Building Task-Oriented Dialogue Systems via Instruction Guidance without Annotated Data
Abstract
Task-oriented dialogue (TOD) systems conventionally rely on supervised fine-tuning over large datasets, an approach that is both resource-intensive and difficult to generalize across domains. We investigate whether large language models (LLMs) can serve as effective TOD agents without any fine-tuning, relying solely on in-context prompting and unstructured conversational logs. To this end, we propose a two-stage framework in which an LLM first induces structured procedural instructions from raw multi-turn dialogues, then leverages these instructions to generate goal-oriented interactions. An iterative refinement loop further improves instruction quality by evaluating intermediate dialogue outputs and propagating feedback to update the instructions. To address limitations inherent in existing evaluation protocols, we introduce an interactive evaluation framework centered on a constrained user simulator with access to ground-truth task goals.
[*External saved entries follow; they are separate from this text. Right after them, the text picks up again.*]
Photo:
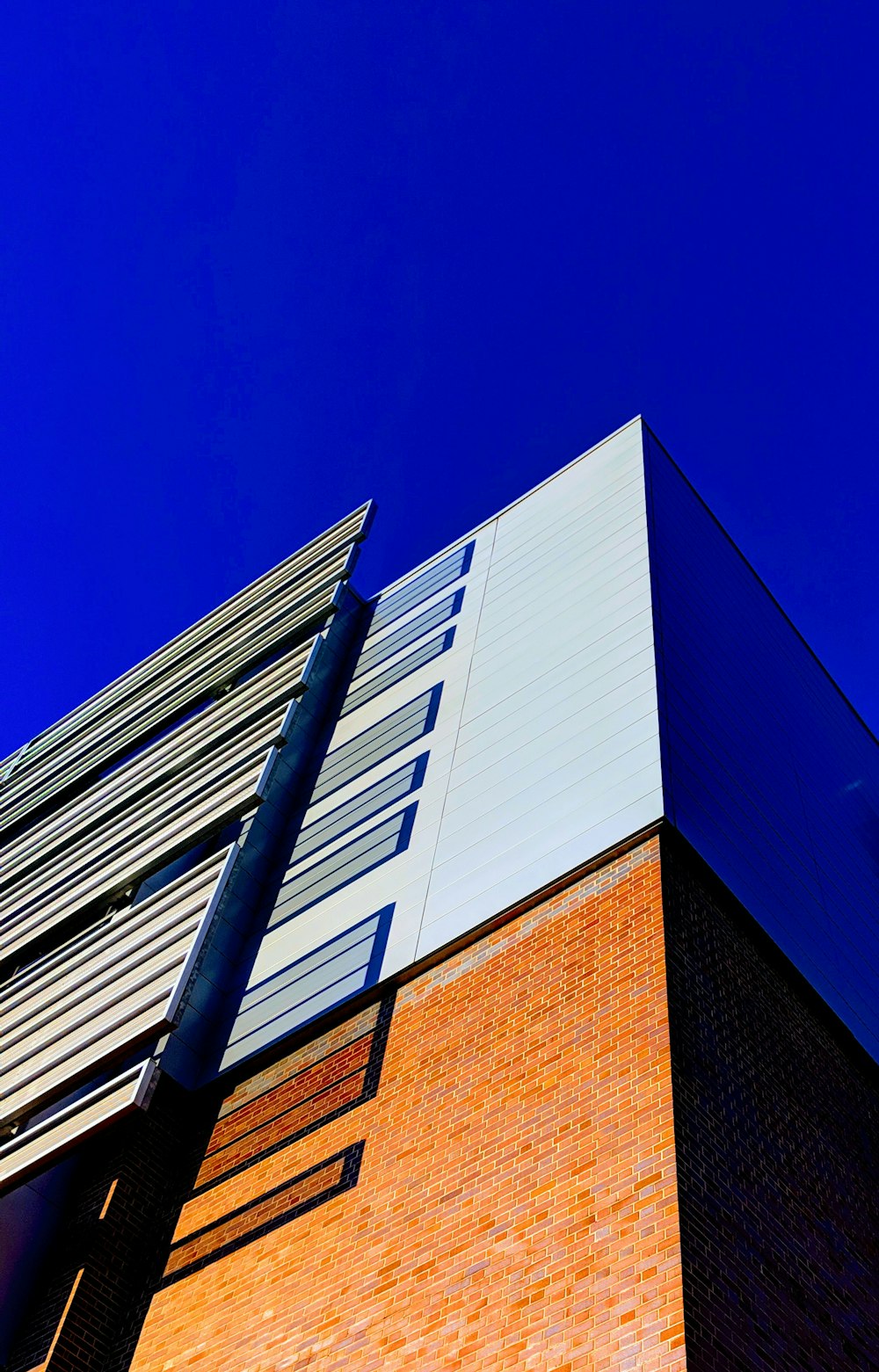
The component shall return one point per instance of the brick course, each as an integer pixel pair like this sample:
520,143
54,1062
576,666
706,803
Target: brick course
516,1202
776,1115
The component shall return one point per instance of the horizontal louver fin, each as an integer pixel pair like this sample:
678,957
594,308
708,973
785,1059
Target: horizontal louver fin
293,597
105,991
162,802
37,1147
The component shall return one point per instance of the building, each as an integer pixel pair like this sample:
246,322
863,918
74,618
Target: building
477,977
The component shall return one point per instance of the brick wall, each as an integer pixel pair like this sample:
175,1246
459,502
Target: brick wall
479,1174
91,1296
776,1117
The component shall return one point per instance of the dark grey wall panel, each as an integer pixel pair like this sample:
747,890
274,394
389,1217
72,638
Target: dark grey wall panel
768,770
423,655
396,603
360,809
380,650
376,744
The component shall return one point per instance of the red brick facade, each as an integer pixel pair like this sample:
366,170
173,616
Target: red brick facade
514,1205
617,1112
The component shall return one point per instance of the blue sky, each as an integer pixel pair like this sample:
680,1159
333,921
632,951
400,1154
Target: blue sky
258,262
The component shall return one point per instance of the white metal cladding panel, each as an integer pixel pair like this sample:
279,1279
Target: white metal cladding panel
773,777
206,656
557,753
402,881
206,772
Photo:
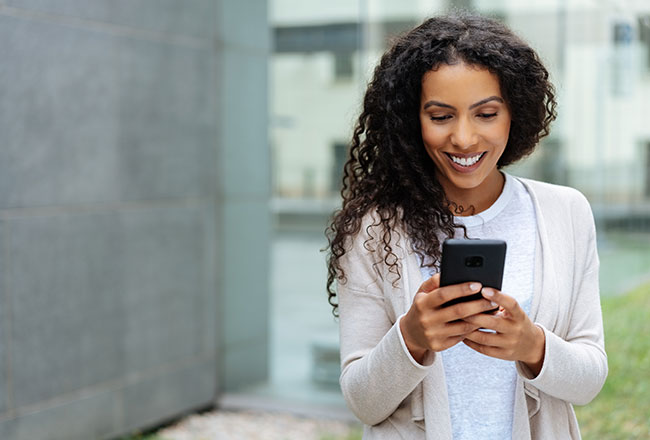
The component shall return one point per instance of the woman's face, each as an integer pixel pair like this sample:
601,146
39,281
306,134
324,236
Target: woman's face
465,125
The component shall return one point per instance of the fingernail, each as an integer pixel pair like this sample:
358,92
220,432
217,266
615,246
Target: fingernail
488,292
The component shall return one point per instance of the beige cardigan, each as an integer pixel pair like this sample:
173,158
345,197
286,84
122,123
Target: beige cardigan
395,397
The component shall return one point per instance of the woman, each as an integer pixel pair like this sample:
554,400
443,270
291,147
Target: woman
451,103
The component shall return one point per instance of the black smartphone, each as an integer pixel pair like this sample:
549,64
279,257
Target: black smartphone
465,260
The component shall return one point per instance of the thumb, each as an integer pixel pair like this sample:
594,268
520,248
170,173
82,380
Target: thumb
430,284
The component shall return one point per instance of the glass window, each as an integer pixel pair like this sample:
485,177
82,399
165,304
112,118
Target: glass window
325,52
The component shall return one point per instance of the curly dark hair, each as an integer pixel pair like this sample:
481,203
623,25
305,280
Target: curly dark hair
388,172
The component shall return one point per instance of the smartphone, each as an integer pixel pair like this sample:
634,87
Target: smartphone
465,260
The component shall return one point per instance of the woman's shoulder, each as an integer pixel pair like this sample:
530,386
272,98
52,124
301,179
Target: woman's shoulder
554,195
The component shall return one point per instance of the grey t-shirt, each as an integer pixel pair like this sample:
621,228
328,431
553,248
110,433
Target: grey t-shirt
481,389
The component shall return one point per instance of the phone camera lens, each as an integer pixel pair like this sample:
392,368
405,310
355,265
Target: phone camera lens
475,261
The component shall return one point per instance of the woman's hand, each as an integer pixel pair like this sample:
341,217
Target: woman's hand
516,337
428,326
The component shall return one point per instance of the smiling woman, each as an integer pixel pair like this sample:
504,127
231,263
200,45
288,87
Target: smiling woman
465,126
451,103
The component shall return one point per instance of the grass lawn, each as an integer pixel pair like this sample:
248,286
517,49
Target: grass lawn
622,409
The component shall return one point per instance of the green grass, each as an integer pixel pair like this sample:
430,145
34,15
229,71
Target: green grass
622,409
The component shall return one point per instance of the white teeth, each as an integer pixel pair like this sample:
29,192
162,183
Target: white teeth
466,161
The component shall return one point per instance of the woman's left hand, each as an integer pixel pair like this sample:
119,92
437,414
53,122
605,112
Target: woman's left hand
516,337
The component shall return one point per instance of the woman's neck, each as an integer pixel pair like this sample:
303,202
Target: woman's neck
471,201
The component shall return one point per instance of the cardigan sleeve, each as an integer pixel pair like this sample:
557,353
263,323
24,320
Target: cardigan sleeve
377,370
575,365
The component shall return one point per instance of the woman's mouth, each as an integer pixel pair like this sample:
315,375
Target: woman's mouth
465,163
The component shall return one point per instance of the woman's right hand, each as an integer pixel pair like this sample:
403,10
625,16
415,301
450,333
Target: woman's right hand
428,326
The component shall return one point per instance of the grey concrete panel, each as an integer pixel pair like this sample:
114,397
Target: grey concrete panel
159,397
57,115
196,18
67,304
244,157
244,24
245,289
164,286
89,417
167,120
97,296
4,323
244,366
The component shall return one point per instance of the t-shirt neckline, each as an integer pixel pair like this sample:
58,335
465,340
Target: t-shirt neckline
497,207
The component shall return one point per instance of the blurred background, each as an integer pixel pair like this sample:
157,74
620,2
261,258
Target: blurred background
167,170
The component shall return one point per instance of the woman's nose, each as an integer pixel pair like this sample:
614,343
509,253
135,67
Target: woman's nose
463,135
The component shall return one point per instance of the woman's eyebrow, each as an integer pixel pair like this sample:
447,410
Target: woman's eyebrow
438,104
476,104
483,101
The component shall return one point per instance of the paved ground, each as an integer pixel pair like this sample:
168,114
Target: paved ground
220,425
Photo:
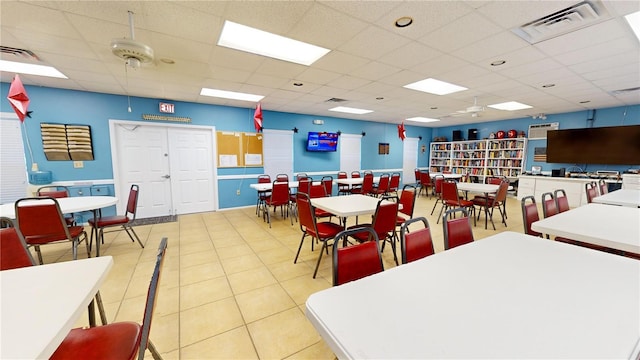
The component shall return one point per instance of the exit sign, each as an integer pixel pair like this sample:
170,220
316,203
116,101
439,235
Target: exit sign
167,108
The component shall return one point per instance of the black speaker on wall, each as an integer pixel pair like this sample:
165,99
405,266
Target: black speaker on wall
457,135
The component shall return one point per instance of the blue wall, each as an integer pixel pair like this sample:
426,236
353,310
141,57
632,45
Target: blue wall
68,106
616,116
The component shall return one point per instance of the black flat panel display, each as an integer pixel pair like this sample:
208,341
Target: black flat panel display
616,145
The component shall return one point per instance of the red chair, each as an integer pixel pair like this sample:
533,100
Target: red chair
41,222
416,244
262,195
122,221
383,186
353,262
591,190
529,215
437,191
457,231
343,189
56,192
562,203
279,197
408,201
322,231
604,188
119,340
490,203
549,207
451,199
394,182
367,185
384,224
13,248
425,183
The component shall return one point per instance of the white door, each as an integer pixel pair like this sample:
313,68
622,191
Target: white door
409,160
277,148
191,162
142,158
350,152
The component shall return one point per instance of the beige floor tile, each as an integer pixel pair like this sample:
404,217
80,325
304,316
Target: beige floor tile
251,279
273,340
233,344
204,292
208,320
260,303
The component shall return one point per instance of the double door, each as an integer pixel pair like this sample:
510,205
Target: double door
173,165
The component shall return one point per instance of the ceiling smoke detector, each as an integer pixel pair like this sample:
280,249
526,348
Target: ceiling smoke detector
132,51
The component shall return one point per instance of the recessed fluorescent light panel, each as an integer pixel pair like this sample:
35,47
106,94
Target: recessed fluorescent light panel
230,95
434,86
30,69
634,21
510,106
260,42
421,119
350,110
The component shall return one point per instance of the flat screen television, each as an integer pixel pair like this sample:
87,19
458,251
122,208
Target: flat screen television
322,141
615,145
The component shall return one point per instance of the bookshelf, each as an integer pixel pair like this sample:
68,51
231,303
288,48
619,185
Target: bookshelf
479,157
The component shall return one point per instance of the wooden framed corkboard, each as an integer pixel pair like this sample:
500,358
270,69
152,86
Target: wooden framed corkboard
239,149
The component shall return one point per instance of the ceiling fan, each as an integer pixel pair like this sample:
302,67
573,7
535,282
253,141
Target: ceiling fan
133,52
475,110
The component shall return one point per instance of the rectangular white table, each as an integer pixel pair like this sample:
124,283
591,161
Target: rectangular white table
622,197
508,296
615,227
40,304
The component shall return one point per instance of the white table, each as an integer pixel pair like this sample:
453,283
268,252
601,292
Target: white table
508,296
40,304
622,197
615,227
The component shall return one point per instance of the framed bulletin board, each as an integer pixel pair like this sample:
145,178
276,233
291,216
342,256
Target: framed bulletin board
239,149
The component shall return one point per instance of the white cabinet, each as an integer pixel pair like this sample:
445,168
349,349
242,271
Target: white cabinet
479,157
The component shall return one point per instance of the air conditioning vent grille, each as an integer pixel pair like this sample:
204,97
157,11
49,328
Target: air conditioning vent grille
539,131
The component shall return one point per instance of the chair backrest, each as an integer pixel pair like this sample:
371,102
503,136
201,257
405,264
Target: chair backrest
592,191
384,219
41,218
152,295
383,183
416,244
408,199
354,262
304,185
530,214
280,192
132,202
13,249
306,213
327,182
367,183
394,182
604,188
562,202
549,207
457,231
53,191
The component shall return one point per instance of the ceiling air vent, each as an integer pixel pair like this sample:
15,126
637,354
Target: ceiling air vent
539,131
22,53
575,17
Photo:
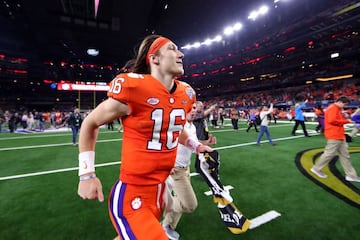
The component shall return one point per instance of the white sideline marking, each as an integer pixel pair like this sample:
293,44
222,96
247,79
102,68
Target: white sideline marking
228,187
266,217
54,171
This design enables flexible assessment of task success beyond fixed dialogue trajectories, more faithfully reflecting the conditions of real-world deployment. Experiments demonstrate that the proposed approach produces coherent and task-effective dialogues without any annotated data. Using Gemma-3-27b-it as the backbone, our system achieves a dialogue state F1 of 86.3%, outperforming GALAXY (84.3%) and MARS (84.6%).